7. The apparatus of claim 6, wherein the device comprises a plurality of sensors,

the aggregation port control module is also used for setting a remote broadcast message discarding control list item; the matching items are messages received through a stacking port and broadcast and sent through each local member port, and the action items are discarded;

the receiving module is further configured to receive a second ethernet data packet to be broadcasted through the stacking port;

the switching module is further configured to copy a copy for each output port of the broadcast table of the virtual local area network to which the second ethernet data packet to be broadcast belongs; calculating a second local forwarding hash value based on the second ethernet data packet to be broadcast and the number of local member ports of the aggregation port;

the sending module is further configured to discard, according to the remote broadcast packet discard control table entry, the second ethernet data packet to be broadcast that is copied for the aggregation port.

8. The apparatus of claim 6, wherein the device comprises a plurality of sensors,

the aggregation port control module is further configured to receive a failure interrupt notification of a first local member port of the aggregation port; determining that at least one or more of the plurality of local member ports are functioning properly; blocking the local member port fault interrupt notification to the corresponding local member port.

9. The apparatus of claim 8, wherein the device comprises a plurality of sensors,

the receiving module is further configured to receive a failure interrupt notification of a second local member port of the aggregation port;

the aggregation port control module is further configured to determine that all of the plurality of local member ports are faulty; blocking the current failed local member port; releasing the plurality of remote member ports;

the remote forwarding notification module is used for generating a remote member port release notification message;

and the sending module is used for sending the remote member port release notification message to the aggregation member equipment where the plurality of remote member ports are located through the stacking port.

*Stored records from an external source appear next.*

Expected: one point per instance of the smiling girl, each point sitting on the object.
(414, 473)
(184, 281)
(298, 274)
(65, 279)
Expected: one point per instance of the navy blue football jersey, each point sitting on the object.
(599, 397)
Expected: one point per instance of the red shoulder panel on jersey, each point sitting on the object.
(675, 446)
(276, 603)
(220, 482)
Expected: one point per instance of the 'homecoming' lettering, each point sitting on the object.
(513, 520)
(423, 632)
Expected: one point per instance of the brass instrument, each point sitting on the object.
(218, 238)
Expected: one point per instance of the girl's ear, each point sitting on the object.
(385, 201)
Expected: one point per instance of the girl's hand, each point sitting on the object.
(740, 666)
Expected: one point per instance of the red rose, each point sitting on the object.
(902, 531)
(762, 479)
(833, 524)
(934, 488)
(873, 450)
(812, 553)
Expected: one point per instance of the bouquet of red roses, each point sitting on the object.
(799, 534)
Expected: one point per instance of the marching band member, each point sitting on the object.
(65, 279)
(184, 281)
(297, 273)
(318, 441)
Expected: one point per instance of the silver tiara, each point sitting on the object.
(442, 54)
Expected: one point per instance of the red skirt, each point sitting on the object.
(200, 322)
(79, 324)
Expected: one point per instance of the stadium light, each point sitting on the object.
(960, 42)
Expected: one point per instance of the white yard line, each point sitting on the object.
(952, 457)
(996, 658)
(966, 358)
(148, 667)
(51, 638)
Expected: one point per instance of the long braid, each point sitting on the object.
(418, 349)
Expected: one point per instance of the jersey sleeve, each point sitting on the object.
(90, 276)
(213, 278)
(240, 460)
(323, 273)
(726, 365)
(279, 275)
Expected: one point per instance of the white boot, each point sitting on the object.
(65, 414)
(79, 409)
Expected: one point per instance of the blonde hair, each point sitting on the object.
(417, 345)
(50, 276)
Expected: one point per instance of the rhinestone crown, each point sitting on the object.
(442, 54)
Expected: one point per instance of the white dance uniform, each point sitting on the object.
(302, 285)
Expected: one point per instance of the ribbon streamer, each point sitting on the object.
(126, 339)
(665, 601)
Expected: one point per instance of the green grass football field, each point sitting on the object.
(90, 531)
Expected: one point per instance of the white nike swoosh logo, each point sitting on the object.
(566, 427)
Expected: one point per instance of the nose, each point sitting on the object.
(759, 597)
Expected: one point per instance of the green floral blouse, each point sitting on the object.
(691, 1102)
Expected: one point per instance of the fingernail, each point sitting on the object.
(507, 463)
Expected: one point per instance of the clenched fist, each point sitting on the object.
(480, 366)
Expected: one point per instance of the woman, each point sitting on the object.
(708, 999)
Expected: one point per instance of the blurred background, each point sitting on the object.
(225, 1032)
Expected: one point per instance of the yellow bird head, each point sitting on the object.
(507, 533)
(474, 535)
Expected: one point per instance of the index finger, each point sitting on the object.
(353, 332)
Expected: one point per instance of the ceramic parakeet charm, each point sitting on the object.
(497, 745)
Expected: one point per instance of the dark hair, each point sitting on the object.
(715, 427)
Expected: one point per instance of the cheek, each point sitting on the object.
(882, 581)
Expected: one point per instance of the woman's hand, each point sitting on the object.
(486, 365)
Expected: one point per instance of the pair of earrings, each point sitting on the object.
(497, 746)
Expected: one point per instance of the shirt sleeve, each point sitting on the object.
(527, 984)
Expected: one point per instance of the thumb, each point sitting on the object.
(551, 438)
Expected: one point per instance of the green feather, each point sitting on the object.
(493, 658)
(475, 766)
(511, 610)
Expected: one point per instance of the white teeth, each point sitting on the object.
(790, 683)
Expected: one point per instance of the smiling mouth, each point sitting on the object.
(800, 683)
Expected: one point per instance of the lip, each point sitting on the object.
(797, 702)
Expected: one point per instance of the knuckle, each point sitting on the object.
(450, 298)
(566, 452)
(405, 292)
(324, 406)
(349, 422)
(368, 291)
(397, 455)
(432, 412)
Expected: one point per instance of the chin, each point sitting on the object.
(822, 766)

10. The apparatus of claim 7, wherein the device comprises a plurality of sensors,

the receiving module is used for receiving a second remote member port release notification message; receiving a third Ethernet data message to be broadcasted through the stacking port;

the aggregation port control module is used for deleting the remote broadcast message discard control list item;

the switching module is configured to copy one copy for each output port of the broadcast table of the virtual local area network to which the third ethernet data packet to be broadcast belongs; calculating a third local forwarding hash value based on the third ethernet data packet to be broadcast and the number of local member ports of the aggregation port;

and the sending module is configured to send, according to the local member port corresponding to the third local forwarding hash value, the third ethernet data packet to be broadcasted, which is copied for the aggregation port.